B.       Konsep Dasar Pendidikan Karakter
                        Sebelum mendefinisikan pendidikan karakter terlebih daluhu saya kemukakan pengertian karakter menurut beberapa pendapat. Kata karakter diambil dari bahasa Inggris dan juga bersal dari bahasa Yunani Character. Kata ini awalnya digunakan untuk menandai hal yang mengesankan dari dua koin (keping uang). Selanjutnya istilah ini digunakan untuk menandai dua hal yang berbeda satu sama lainnya, dan akhirnya digunakan juga untuk menyebut kesamaan kualitas pada tiap tiap orang yang membedakan dengan kualitas lainnya.[5] Dalam kamus Poerwadarminta, karakter diartikan sebagai tabiat, watak, sifat-sifat kejiwaan, akhlak atau budi pekerti yang membedakan seseorang dengan yang lain.
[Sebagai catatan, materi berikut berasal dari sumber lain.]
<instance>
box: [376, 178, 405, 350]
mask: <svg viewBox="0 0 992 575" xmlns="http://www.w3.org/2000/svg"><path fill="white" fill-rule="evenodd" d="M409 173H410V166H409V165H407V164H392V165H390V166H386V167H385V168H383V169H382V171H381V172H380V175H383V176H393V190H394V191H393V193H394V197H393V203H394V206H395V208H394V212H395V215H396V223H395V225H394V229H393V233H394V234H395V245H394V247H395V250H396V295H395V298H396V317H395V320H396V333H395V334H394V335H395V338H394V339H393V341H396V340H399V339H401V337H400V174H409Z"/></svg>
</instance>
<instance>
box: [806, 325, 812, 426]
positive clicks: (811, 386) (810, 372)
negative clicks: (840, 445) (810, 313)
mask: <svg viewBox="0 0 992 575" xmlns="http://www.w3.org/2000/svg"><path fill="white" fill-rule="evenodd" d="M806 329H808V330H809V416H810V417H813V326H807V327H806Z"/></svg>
            Karakter cenderung disamakan dengan personalitas atau kepribadian. Orang yang memiliki karakter berarti memiliki kepribadian.  Keduanya diartikan  sebagai totalitas nilai yang dimiliki seseorang yang mengarahkan manusia dalam menjalani kehidupannya. Totalitas nilai meliputi tabiat, akhlak, budi pekerti dan sifat-sifat kejiawaan lainya.[6]  Hal senada disampaikan oleh Shimon Philips, bahwa karakter diartikan sebagai kumpulan tata nilai yang menuju pada suatu sistem, yang melandasi pemikiran, sikap, dan prilaku yang ditampilkan[7]. Perilaku tertentu seseorang, sikap atau pikirannya yang dilandasi oleh nilai tertentu akan menunjukkan karakter yang dimilikinya. Pengertian karakter di atas menunjukkan dua pengertian. Pertama, ia menunjukkan bagaimana seseorang bertingkah laku. Dimana prilaku tersebut merupakan manifestasi dari karakter. Orang yang berprilaku tidak jujur, rakus dan kejam, tentulah ia memanifestasikan perilaku/karakter buruk. Sebaliknya, apabila orang berperilaku jujur, suka menolong tentu orang tersebut memanifestasikan karakter mulia. Kedua, istilah karakter berkaitan dengan dengan personality. Seseorang baru bisa disebut orang yang berkarakter (a person of character) apabila tingkah lakunya sesuai dengan kaidah moral.   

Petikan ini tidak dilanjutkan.